Okuduklarım arasında en sevdiğim kitap bu oldu. Tahir Alangu demiş ki Sait Faik'in hikâyelerinde hayatla balıkçılar iç içe geçmiştir, Balıkçı'nın hikâyelerinde balıkçıların denizle mücadelesi vardır. Aşağı yukarı böyle bir şey. Sevmem böyle şu şunu demiş olayını ama baktığımız zaman sade bir mücadele değil bu.

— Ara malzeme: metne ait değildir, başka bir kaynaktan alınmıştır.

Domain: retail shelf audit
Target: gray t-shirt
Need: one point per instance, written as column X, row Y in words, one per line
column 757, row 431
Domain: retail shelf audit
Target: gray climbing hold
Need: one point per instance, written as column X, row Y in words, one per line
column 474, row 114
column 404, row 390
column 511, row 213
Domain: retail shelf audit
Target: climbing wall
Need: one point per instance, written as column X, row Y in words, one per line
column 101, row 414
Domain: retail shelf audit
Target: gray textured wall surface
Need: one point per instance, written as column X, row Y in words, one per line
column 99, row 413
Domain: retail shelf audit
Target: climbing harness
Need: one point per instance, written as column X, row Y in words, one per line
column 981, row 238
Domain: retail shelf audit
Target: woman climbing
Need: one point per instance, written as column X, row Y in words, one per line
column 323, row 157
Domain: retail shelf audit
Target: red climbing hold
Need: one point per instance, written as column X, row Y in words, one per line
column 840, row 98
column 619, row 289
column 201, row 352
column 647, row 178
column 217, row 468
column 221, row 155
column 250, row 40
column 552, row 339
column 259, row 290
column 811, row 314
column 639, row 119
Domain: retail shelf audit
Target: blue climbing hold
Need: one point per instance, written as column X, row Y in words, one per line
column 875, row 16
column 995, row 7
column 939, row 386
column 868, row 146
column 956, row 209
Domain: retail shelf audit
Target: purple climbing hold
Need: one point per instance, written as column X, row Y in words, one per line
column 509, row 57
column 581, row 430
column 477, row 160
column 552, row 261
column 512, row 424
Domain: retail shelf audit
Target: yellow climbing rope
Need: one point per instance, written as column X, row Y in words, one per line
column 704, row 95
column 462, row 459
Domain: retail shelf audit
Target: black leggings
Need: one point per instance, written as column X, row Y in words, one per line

Hayatlarını denize, fırtınalara adamış insanlar var ve bu insanların yıkımı denizle alakalı değil, hayatla alakalı. Kafası patlamış kardeşinin kemikleriyle, beyniyle dolu başlığı kafasına geçirip kardeşinin katili olan denize dalan adamın durumunu başka türlü nasıl anlatabiliriz, bilemiyorum.
Derleme bir kitap bu, Balıkçı'nın diğer kitaplarından hikâyeler var. Kitaplara girmemiş hikâyeler de var. Balıkçı okumaya başlamak için en uygun kitap bu zannediyorum.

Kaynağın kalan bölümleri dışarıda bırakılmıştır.